By the way, here is my info.

Logfile of HijackThis v1.97.7
Scan saved at 1:02:01 PM, on 1/25/2004
Platform: Windows XP (WinNT 5.01.2600)
MSIE: Internet Explorer v6.00 (6.00.2600.0000)

Thanks!

Golden palace is nothing more than a terrible worm that invades your computer that you can play games on. I have tried all of the above and just when you think it's gone it comes back! My DSL has slowed and my other programs too. I wish there was a microsoft fix-it to once and for all vaporize this program and block it from comming back.

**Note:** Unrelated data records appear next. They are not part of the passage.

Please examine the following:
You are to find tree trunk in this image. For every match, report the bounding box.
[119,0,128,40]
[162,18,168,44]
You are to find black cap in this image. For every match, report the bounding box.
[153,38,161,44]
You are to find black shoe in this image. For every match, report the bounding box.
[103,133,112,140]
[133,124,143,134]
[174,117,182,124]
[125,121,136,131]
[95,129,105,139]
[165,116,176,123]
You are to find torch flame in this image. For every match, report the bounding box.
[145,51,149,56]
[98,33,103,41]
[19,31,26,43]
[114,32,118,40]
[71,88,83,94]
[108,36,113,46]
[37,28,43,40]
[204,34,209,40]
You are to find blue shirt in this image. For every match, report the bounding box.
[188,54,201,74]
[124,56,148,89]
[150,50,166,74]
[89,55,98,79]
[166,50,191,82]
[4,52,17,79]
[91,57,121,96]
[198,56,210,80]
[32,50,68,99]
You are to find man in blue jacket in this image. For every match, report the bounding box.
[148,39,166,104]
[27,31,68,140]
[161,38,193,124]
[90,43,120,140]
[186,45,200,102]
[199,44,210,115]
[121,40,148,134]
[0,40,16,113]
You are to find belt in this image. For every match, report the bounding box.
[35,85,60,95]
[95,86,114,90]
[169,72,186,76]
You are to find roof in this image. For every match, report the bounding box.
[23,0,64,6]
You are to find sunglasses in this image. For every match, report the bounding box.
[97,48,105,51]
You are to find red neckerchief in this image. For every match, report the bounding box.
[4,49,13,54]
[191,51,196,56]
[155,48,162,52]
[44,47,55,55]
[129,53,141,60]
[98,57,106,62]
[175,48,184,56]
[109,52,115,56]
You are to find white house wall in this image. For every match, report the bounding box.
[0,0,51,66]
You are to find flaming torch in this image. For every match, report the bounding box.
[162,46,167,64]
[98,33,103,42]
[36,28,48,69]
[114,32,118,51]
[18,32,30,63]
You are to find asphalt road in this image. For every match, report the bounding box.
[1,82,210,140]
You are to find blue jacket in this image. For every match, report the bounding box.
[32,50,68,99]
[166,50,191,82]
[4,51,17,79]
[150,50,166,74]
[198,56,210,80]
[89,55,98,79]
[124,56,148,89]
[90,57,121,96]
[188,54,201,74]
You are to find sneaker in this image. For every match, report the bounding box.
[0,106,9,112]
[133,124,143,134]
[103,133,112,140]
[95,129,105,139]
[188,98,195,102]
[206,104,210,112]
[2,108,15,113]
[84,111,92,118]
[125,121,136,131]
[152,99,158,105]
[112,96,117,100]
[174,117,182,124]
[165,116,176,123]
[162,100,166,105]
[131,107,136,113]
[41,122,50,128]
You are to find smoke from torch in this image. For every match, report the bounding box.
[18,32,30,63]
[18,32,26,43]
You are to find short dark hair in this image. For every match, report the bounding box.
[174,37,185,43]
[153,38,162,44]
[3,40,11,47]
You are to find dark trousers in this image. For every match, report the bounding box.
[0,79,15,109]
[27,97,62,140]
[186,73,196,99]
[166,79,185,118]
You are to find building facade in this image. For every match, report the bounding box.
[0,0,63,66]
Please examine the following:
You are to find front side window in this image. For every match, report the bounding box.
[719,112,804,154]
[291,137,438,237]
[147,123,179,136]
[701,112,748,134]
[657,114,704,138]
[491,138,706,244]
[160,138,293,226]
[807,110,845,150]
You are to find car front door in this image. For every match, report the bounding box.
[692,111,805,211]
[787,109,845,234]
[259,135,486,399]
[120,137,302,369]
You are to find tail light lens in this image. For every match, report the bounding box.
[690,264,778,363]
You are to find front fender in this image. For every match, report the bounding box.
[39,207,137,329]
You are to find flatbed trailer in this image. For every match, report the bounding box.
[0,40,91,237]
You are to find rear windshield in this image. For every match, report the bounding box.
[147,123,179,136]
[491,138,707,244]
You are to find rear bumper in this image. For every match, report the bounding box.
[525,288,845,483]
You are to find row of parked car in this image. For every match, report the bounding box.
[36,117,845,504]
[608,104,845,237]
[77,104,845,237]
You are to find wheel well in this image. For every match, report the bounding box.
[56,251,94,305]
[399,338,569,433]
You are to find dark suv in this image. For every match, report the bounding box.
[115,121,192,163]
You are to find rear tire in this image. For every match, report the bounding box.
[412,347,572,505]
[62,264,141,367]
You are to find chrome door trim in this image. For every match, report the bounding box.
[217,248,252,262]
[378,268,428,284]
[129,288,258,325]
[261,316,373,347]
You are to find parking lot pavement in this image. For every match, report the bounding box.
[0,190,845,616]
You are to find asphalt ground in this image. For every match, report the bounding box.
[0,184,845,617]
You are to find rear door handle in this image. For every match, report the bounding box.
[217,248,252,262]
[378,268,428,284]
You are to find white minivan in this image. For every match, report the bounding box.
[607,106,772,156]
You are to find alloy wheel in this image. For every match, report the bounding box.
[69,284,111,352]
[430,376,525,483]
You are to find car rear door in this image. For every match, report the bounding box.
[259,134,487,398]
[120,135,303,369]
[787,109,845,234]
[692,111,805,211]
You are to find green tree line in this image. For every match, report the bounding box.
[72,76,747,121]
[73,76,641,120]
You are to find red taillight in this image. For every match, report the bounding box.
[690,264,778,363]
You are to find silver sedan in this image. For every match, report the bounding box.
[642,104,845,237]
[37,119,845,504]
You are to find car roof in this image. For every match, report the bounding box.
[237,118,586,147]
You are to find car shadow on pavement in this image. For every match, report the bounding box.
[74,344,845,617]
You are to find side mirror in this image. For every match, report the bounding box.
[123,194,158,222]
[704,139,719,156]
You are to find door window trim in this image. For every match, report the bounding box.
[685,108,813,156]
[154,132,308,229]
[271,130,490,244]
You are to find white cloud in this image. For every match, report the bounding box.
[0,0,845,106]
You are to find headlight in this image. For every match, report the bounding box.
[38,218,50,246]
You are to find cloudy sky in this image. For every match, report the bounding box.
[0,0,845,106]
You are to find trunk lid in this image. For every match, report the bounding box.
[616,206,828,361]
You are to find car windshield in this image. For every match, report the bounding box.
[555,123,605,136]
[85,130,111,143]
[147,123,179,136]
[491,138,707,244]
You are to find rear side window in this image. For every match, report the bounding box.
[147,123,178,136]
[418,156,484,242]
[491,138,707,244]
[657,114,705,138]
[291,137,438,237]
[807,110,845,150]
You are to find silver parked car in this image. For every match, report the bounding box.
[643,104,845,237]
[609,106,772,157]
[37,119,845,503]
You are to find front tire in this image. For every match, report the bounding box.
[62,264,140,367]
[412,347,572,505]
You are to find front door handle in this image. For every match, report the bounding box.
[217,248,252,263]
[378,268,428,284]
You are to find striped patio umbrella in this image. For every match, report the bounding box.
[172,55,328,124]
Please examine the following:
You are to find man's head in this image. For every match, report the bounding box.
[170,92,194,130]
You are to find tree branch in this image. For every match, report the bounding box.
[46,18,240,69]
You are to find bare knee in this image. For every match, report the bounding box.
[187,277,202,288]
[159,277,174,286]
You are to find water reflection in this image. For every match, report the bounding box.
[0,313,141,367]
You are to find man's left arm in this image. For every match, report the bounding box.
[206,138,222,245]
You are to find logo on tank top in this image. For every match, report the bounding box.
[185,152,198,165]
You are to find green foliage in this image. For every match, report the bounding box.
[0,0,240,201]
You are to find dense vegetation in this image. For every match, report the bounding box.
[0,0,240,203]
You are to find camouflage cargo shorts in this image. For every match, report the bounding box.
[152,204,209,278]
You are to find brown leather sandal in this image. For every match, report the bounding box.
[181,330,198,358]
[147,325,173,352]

It is selfish $$$ programs like this that get people so mad that they want the goverment to create laws, and we shouldn't have to go there. BEWARE of the new WORM it's called "GOLDEN PALACE" Help!

Does anyone know anything about spyware associated with rhinothumbs or paypopup.com??? These are also a problem on my computer! Ugh! Will it ever end???